Friday, July 19, 2013
This post is supplied through the courtesy of Howard M. Zaritsky, a nationally-recognized expert on estate, gift, and generation-skipping transfer taxes, fiduciary income taxes, estate planning, and estate administration.
Recent articles linked from postings on this blog criticized the estate plans of James Gandolfini and Ed Koch, because both of these estates will pay significant state and federal estate taxes. Both articles suggested that lifetime gifts or changes in the selected beneficiaries could have significantly reduced the estate tax bills for these decedents. In defense of the estate plans of Messrs. Gandolfini and Koch, it is not wrong to leave one’s estate to the people one prefers benefit from it, or even to retain assets for one’s own lifetime enjoyment, even if it increases one’s estate tax bill.
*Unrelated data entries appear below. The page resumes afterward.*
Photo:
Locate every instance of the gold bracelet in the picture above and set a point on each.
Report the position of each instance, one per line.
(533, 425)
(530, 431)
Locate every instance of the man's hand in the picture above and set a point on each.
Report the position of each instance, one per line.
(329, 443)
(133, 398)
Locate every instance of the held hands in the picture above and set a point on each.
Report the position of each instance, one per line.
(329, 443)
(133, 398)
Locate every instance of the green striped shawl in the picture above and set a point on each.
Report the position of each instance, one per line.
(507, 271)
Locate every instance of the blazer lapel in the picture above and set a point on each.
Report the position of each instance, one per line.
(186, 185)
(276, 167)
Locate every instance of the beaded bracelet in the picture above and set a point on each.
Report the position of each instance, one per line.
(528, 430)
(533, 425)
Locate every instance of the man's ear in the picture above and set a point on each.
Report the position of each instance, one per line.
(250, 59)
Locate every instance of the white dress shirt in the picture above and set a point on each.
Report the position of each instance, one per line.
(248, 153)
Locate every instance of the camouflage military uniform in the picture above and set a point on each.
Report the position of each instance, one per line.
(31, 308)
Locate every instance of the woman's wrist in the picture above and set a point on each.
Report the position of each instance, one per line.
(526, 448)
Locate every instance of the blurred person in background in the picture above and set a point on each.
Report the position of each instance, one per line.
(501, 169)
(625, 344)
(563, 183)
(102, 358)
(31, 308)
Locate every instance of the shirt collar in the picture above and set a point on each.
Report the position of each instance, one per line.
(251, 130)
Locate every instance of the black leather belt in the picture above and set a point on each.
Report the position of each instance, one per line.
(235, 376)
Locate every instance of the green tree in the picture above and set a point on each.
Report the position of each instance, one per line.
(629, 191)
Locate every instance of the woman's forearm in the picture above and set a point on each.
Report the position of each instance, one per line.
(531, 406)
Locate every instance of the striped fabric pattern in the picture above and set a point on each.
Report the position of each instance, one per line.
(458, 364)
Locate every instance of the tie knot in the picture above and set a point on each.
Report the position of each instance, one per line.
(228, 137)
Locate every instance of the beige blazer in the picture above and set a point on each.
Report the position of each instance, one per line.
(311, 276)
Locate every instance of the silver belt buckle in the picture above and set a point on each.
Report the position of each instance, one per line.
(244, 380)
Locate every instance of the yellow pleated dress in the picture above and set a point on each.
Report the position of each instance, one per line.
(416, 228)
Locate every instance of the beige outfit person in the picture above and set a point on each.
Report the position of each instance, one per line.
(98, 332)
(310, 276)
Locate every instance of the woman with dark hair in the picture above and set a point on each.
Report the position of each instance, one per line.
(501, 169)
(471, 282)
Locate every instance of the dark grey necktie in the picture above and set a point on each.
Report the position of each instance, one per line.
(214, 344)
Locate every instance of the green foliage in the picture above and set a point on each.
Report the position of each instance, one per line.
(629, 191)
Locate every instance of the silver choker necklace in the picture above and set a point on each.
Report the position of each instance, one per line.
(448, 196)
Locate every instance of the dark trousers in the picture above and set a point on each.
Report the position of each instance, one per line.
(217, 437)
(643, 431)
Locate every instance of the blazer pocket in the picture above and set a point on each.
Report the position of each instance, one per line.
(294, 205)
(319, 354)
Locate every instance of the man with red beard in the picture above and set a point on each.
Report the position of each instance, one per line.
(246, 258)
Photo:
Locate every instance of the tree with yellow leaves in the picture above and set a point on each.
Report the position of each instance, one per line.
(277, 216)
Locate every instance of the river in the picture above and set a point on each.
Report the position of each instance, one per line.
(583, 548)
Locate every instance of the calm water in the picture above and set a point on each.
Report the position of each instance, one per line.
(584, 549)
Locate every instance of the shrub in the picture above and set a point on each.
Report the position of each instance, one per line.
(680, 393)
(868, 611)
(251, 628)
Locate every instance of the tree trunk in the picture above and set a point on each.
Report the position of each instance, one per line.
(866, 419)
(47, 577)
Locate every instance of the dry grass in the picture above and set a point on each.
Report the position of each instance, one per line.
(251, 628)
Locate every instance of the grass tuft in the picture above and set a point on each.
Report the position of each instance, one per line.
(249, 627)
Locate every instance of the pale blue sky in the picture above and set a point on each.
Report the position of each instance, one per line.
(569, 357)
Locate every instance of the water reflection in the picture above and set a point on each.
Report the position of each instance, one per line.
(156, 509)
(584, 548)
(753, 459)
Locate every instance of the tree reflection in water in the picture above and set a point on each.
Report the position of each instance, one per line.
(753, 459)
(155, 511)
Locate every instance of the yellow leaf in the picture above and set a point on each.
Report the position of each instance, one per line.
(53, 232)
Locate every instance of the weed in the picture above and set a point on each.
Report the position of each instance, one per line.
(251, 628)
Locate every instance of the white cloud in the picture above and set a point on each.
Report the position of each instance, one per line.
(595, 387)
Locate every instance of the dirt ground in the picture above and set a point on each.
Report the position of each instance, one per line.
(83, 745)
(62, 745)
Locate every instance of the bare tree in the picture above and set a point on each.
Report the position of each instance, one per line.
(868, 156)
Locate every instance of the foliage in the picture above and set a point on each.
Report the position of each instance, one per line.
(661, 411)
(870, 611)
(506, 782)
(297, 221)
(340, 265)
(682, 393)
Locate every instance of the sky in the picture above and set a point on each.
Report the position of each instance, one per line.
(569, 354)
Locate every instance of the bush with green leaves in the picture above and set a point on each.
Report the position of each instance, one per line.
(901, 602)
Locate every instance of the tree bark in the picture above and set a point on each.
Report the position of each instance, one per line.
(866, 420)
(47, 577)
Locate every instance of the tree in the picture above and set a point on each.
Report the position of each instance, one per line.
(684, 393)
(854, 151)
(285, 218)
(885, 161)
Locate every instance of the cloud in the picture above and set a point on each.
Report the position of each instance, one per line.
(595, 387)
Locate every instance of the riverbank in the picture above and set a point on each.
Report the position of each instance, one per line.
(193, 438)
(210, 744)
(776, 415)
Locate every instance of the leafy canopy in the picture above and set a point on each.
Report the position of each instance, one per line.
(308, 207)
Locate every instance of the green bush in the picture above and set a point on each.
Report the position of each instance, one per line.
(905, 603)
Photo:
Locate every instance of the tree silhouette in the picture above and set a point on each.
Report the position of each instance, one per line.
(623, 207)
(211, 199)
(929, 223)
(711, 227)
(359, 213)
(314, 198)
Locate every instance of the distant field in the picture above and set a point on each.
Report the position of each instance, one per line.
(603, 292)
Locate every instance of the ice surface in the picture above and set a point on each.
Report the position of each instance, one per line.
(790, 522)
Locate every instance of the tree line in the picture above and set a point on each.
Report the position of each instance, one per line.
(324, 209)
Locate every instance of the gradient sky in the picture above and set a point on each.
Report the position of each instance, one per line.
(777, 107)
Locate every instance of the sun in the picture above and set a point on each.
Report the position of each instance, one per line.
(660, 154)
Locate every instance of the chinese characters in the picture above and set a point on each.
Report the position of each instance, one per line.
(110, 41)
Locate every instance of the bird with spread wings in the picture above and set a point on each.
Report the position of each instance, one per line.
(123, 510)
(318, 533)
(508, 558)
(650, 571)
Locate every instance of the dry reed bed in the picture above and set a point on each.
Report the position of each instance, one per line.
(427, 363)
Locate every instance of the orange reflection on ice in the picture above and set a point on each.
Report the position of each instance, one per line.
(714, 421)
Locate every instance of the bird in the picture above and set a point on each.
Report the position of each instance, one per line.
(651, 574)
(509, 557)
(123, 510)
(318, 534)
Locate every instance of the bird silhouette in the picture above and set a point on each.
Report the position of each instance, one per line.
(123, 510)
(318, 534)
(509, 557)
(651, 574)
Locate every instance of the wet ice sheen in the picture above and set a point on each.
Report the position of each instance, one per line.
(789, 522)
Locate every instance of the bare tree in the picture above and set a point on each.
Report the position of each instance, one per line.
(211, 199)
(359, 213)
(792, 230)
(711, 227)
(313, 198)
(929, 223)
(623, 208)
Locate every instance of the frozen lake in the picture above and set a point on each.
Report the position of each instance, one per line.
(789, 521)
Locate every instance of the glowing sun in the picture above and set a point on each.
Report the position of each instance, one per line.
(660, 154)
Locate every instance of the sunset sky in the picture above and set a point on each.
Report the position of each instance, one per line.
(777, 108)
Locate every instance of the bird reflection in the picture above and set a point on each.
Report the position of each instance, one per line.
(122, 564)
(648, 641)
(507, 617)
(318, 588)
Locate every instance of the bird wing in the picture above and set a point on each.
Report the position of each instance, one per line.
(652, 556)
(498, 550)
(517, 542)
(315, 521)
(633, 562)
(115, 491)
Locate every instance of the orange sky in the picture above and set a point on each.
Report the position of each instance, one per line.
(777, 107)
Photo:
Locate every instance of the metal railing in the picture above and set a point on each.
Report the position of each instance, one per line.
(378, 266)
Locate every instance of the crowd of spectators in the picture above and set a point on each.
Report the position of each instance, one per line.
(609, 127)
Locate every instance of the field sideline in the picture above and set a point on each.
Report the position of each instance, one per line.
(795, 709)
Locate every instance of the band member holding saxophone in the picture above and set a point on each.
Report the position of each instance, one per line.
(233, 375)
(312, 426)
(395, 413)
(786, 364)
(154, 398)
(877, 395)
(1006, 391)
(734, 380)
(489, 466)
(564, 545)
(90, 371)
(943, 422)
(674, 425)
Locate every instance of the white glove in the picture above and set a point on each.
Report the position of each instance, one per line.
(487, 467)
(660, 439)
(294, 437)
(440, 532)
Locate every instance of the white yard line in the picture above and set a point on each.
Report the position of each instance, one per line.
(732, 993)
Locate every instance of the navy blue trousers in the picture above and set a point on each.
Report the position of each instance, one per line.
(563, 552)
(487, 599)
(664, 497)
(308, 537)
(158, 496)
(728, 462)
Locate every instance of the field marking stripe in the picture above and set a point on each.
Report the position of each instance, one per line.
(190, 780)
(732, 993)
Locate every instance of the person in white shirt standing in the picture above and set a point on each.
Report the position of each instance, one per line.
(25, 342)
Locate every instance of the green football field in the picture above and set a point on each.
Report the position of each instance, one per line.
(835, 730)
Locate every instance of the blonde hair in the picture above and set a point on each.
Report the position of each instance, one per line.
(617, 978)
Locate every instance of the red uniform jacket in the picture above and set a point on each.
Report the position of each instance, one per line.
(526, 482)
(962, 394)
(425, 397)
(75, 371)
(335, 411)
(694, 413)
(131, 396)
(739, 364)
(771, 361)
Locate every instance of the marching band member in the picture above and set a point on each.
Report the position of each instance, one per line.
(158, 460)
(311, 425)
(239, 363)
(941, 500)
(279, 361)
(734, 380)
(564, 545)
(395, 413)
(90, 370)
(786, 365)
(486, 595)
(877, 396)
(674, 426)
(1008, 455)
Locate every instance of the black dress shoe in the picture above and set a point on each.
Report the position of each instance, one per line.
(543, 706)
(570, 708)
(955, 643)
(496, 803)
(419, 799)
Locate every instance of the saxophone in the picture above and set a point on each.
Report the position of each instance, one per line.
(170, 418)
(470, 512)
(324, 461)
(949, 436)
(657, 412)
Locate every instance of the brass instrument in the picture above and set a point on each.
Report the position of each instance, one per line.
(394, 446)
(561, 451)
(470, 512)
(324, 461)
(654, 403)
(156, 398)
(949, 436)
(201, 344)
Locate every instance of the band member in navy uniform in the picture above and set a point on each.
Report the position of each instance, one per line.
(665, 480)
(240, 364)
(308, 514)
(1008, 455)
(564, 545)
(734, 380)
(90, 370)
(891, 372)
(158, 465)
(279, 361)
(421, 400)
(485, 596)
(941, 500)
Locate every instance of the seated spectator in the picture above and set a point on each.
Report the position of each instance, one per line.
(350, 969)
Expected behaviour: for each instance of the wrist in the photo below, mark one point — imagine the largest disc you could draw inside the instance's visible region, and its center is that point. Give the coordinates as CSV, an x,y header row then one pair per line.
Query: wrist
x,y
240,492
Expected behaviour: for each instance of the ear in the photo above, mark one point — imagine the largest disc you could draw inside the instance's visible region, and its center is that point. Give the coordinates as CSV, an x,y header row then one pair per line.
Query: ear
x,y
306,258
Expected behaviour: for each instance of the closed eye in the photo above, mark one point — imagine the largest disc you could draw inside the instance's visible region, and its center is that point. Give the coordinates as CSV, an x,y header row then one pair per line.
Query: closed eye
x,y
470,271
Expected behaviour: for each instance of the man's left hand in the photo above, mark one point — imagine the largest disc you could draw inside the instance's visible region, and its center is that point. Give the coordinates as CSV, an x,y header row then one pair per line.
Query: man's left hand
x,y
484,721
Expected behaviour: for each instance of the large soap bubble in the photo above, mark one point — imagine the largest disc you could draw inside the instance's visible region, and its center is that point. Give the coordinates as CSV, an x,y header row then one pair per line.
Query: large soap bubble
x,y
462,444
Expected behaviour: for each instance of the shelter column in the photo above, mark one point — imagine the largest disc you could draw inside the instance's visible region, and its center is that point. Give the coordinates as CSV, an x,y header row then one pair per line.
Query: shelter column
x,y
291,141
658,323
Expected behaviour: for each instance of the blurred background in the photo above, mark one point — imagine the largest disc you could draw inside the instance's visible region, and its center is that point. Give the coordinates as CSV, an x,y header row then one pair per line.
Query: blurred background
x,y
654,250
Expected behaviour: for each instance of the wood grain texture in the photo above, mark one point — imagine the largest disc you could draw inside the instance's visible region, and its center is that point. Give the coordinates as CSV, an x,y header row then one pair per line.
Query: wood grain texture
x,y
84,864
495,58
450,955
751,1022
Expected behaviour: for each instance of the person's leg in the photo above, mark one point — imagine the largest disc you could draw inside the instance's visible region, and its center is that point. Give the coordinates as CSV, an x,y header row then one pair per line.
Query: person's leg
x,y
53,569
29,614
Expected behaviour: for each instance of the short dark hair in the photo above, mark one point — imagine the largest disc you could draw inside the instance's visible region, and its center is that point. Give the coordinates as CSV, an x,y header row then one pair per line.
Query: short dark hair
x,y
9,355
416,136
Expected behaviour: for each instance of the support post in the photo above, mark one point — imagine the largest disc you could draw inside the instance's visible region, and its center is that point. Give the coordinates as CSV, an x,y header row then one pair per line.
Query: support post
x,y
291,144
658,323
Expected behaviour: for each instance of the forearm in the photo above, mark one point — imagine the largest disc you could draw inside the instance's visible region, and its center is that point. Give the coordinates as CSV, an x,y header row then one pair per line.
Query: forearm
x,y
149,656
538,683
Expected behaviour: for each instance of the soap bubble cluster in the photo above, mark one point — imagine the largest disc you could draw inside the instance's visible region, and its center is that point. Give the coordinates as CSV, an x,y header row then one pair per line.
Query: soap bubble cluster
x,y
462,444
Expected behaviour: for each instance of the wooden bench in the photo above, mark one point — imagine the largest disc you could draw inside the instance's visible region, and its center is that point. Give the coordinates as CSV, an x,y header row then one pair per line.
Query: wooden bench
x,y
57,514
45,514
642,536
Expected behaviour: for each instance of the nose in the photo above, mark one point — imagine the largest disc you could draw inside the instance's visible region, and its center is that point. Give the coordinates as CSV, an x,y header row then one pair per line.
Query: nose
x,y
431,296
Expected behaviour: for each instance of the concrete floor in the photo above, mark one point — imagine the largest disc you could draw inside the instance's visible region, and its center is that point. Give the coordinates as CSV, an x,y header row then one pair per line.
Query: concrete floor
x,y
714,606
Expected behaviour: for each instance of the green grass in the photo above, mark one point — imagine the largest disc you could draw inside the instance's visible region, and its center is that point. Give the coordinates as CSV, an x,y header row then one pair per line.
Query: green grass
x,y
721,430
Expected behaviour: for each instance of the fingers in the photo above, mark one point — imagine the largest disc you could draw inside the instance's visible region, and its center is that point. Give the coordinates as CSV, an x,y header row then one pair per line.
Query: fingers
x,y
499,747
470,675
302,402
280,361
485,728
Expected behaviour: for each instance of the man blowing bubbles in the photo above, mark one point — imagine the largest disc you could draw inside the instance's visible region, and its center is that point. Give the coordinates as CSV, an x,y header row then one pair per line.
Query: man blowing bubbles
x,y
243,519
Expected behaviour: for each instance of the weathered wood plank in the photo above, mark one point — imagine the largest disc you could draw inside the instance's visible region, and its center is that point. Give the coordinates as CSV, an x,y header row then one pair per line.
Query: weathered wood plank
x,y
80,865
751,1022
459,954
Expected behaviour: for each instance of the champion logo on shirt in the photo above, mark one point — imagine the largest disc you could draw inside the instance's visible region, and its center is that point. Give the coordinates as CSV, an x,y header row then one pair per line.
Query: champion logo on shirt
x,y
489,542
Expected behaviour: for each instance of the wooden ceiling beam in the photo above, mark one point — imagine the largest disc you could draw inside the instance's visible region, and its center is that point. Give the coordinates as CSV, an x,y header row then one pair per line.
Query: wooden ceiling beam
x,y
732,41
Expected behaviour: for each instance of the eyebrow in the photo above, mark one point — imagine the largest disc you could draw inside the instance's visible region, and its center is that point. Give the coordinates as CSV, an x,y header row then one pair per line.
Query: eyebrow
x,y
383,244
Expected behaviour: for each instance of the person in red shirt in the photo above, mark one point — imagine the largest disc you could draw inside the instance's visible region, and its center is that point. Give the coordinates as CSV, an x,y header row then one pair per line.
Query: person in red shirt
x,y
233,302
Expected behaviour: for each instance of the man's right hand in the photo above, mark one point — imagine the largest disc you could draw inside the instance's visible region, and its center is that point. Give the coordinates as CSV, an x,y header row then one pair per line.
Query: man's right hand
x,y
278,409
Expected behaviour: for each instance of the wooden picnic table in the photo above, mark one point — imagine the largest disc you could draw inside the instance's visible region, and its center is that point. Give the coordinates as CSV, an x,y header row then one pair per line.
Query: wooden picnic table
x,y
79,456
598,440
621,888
James Galdolfini’s estate is estimated at $80 million, and his tax bill at $30 million; he may well have believed it more important that $50 million go to those family members he preferred than that a larger sum to to others.
Ed Koch’s estate is estimated at $10 million, and because he lived in New York City, where entry-level apartments often cost $1 million, he may reasonably have believed that he could ill-afford to reduce his available assets by lifetime gifts.
Tax planning is an important aspect of any estate plan, but taxes should not be the overriding consideration. First, one should determine the desired disposition of the estate, and then effect that disposition in the most tax-efficient manner. For all that we rear window observers know, Messrs. Gandolfini and Koch made intelligent, informed, well-reasoned estate planning choices.